The Sunday Magazine·The Sunday Edition

The Triumph of Failure - Ireland 1916; How 800 years of British rule led to violent rebellion

Michael Enright explains how the Easter Rising of 1916 came after centuries of Irish discontent with British domination. And why, even though it failed - the rebels were defeated, their leaders executed - it succeeded in the end. Ireland would finally become an independent republic in 1949.
Soldiers inspect the interior of Dublin's General Post Office, viewing the complete destruction of the building after being shelled by the British during the Easter Rising 1916. (Getty Images)

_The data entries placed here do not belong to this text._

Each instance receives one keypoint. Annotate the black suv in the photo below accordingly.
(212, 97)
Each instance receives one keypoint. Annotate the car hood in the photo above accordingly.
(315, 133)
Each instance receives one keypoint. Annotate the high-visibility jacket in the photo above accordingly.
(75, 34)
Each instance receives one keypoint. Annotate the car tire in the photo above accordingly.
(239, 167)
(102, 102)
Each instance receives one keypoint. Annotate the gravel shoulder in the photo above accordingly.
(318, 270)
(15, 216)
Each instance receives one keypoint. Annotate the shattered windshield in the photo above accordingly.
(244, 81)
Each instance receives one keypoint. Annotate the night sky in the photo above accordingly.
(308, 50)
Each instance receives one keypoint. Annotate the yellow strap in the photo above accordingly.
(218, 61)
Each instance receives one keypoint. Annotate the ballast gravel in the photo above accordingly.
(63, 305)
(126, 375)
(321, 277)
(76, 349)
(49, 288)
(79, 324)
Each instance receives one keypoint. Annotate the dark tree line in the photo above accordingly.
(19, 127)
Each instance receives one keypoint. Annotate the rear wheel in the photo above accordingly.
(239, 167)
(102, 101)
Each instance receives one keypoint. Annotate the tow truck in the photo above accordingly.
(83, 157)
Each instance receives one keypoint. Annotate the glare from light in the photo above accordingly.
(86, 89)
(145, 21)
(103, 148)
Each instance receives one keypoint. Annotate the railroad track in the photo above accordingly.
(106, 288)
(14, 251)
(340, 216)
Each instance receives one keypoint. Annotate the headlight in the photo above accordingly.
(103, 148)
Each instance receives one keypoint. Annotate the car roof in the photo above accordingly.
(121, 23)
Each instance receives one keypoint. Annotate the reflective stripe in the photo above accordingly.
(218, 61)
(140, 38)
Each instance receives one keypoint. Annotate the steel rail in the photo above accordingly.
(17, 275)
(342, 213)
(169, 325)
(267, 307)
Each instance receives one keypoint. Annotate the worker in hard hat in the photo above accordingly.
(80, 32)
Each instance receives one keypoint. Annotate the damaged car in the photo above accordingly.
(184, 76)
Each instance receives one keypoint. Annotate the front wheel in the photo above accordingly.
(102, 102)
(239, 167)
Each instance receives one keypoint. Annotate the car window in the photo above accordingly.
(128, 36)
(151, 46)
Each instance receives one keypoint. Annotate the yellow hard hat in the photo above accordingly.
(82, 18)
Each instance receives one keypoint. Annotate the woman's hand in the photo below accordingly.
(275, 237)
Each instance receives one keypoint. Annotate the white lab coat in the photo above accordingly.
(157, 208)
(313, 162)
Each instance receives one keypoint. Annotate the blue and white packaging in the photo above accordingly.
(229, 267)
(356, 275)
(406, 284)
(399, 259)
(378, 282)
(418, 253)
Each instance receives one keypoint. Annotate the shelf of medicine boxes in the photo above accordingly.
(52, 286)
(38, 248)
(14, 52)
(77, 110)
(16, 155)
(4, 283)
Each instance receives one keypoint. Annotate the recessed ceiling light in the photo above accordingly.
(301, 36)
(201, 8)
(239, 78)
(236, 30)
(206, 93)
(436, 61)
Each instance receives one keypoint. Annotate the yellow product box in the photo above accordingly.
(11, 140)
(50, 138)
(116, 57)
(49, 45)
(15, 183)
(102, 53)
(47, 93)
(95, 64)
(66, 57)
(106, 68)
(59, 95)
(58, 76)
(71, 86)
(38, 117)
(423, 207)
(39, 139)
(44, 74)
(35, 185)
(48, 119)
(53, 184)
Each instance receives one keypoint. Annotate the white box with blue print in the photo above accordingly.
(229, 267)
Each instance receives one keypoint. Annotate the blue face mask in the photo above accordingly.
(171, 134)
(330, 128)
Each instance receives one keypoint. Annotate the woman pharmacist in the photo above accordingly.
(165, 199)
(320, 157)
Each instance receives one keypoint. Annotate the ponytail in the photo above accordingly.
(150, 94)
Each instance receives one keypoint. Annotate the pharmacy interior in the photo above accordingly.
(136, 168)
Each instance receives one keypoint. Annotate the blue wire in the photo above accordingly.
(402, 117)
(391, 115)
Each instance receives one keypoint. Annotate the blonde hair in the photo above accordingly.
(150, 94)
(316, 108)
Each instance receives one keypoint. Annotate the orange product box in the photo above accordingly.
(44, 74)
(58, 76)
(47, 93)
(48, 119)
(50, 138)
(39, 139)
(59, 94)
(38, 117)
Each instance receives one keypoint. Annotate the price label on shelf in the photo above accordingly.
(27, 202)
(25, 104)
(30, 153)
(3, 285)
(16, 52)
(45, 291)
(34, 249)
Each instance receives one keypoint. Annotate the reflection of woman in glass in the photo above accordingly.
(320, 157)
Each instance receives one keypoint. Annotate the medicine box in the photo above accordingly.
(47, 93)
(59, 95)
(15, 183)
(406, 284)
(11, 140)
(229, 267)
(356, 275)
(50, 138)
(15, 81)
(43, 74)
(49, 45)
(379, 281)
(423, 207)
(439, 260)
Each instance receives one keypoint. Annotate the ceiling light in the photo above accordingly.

The shooting began shortly after one in the afternoon of Easter Monday, April 24, 1916. The first to die - a 19-year-old Irish nurse named Margaret Keogh. She was shot by a British sniper as she tended to a wounded rebel. By the time the fighting ended that Saturday, 485 people had been killed. Most of the dead were civilians, including a number of children.

Irish Volunteers barricade Townsend Street, Dublin, to slow down the advance of troops during the Easter Rising. (Hulton Archive/Getty Images)
The Easter Rising in Dublin 100 years ago was a disaster if understood only as a failed military engagement. But in the century since, it has come to be remembered and celebrated as a moment of national sacrifice by a handful of doomed patriots who dared challenge the mightiest empire on earth. A rag-tag but disciplined citizen army of 1,200 against  20,000 seasoned English troops.
Initially, the majority of Dubliners in those early hours were uninterested or even unaware of the rebellion. Those who knew about it were incensed that their city centre lay in fiery ruins and looters prowled the downtown streets. It was only when the British army systematically and serially executed 16 rebel leaders after show trials that the country rose up in anger and rebellion. The Rising that Easter Monday led to the War of Independence against Britain and ultimately a fateful peace treaty and  home rule. The Easter Republic lasted barely a week. The real thing wouldn't come along until 1949. Had the British stayed their hand and let the rebels live, the Rising would likely have become yet another colourful and violent footnote in Ireland's colonial history.

Henry the Eighth made the island England's first colony. Over the next few centuries, Irish Catholics saw their civil and religious rights denied and were treated like serfs in their own land. The Irish tried several times to cast off the British yoke ... in 1798, with an aborted invasion by the French, and again in 1803. There was an attempted revolution in 1848. All ended in failure.

The potato famine of the 1840s inflamed Irish nationalism. A million people starved to death. A million more left Ireland, many of them immigrating to Canada. Irish men and women, both at home and in the Irish Diaspora, felt that Britain was not only indifferent to their plight, but actively supported the further oppression of a broken people. Secret nationalist societies sprang up, such as the Irish Republican Brotherhood and the Fenian Society, which promoted independence through violence. Scattered throughout the bloody pages of that history are the names of heroes like Daniel O'Connell and martyrs like Robert Emmett.

Late in the 19th Century, the Irish Parliamentary party worked at Westminster for Home Rule - long discussed by the British government. And discussed and discussed some more. The Rising of 1916 erupted against the backdrop of the First World War. England lost interest in Home Rule ... it wanted young Irish recruits to fight Kaiser Bill on the Western Front of Europe. At least 200,000 served. About 50,000 died for England's cause.

Ireland is a republic of the imagination, an island of mists and myths, fed and restored by the tide pools of its history. We have come here to Dublin to decode those myths and mysteries, unlock the true meaning of the Rising and to take the measure of Ireland 100 years on. Dublin a hundred years later struggles with all the tensions and turmoil of any modern Western metropolis. The city has soup kitchens and homeless people ... drugs and gangland shootings ... house prices beyond the reach of young people. And at the  core of its culture and its politics, the burden of its history.

In the next two hours, we will visit the sacred places of the Rising - the General Post Office where it began; Kilmainham Jail where the rebel leaders were executed; Glasnevin Cemetery where the patriots of other rebellions are buried. Whether it was a military fiasco or whether it pierced the 800-year darkness of British oppression, the Rising of Easter Week 1916 changed everything. Utterly.

In the words of Ireland's greatest poet, a terrible beauty was born.